Comment la Film Archive of Thailand associe-t-elle les communautés locales et les autres parties prenantes à ses activités ?

La Film Archive dispose d’un musée, d’un espace d’exposition et d’une bibliothèque, et organise régulièrement des projections publiques. Nous développons également des programmes destinés à des publics particuliers, notamment les étudiants et les personnes âgées.

Notre cinéma itinérant se déplace au-delà de la capitale afin de toucher des communautés situées dans d’autres régions du pays.
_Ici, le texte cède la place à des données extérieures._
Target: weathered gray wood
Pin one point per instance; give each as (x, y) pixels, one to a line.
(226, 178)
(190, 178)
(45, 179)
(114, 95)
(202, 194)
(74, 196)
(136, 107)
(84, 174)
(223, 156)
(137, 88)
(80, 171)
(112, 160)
Nous sommes également très actifs sur les réseaux sociaux, où nos contenus ont obtenu plusieurs millions de vues, notamment sur des plateformes telles que TikTok.

Nous collaborons en outre avec des hôpitaux, des organisations artistiques et d’autres partenaires afin d’atteindre des publics qui n’entreraient pas nécessairement en contact avec des archives cinématographiques.

9.

Comment envisagez-vous l’avenir des archives audiovisuelles ?
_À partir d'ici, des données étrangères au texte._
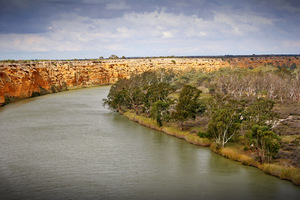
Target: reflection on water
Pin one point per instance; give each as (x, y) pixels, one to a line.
(68, 146)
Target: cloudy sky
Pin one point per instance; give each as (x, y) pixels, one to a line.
(67, 29)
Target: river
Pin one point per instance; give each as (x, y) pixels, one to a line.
(68, 146)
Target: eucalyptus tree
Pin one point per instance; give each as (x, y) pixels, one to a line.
(188, 105)
(225, 119)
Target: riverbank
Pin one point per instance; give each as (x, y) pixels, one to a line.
(234, 152)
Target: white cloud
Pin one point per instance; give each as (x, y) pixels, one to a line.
(148, 33)
(119, 5)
L’un de nos principaux défis consiste à traiter l’arriéré accumulé tout en faisant face à des contraintes budgétaires persistantes liées à un contexte économique plus large.

Pour rester pertinentes, les archives cinématographiques devront peut-être également élargir leurs politiques de collecte afin d’inclure la télévision, les productions audiovisuelles en ligne et d’autres formes de médias numériques. Parallèlement, le public exige de plus en plus de transparence institutionnelle et un accès rapide aux collections, ce qui accroît la pression exercée sur les archives pour qu’elles numérisent et diffusent rapidement leurs documents.
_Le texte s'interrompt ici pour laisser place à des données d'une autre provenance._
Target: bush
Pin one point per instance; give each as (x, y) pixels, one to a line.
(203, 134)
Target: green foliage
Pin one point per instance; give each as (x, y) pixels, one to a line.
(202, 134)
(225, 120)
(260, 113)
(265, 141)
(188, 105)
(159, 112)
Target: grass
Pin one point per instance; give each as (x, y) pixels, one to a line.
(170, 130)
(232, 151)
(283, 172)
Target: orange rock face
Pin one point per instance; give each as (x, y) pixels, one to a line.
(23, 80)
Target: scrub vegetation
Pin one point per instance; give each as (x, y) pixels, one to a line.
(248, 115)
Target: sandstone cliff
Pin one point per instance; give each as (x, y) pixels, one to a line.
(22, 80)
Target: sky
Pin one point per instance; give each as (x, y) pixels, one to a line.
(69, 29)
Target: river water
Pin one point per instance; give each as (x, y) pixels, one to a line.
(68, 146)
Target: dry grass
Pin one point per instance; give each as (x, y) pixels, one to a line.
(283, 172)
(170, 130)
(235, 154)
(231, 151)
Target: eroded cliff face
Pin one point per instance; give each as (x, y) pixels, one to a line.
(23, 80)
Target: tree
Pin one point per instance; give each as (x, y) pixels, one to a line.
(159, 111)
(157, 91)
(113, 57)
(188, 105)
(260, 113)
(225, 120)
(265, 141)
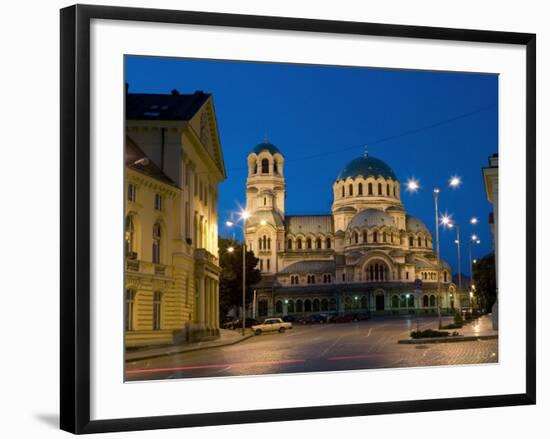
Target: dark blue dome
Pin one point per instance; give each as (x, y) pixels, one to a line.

À l’avenir, j’aimerais que les universités régionales et les institutions locales disposent des ressources et des compétences nécessaires pour préserver leurs propres collections audiovisuelles, au lieu de transférer l’ensemble des documents à une institution nationale centralisée. Le renforcement des capacités locales de préservation permettrait de mettre en place un modèle plus durable et davantage décentralisé.

Il y a dix ans, la priorité principale était la transformation numérique ; aujourd’hui, les discussions portent largement sur l’intelligence artificielle. Les archives audiovisuelles doivent continuer à suivre les évolutions technologiques. Dans le cas contraire, elles risquent d’être laissées pour compte.

Biographie
Sanchai Chotirosseranee

Sanchai Chotirosseranee est directeur adjoint de la Film Archive (Public Organization) of Thailand, où il supervise les activités administratives et les opérations de conservation. Il est également trésorier de la South East Asia-Pacific Audio Visual Archive Association (SEAPAVAA), une association réunissant des institutions et des professionnels engagés dans le développement, la conservation et l’accessibilité du patrimoine audiovisuel en Asie du Sud-Est et dans le Pacifique.

Il a étudié le cinéma à l’université Thammasat et à l’université d’East Anglia. En parallèle de ses activités archivistiques, il possède une vaste expérience dans la programmation cinématographique et dans le secteur du cinéma d’Asie du Sud-Est. Il siège au conseil exécutif du Southeast Asia Fiction Film Lab et a participé, en tant que programmateur, membre de comité ou membre de jury, à plusieurs festivals internationaux, notamment le Singapore International Film Festival et le Bali International Short Film Festival.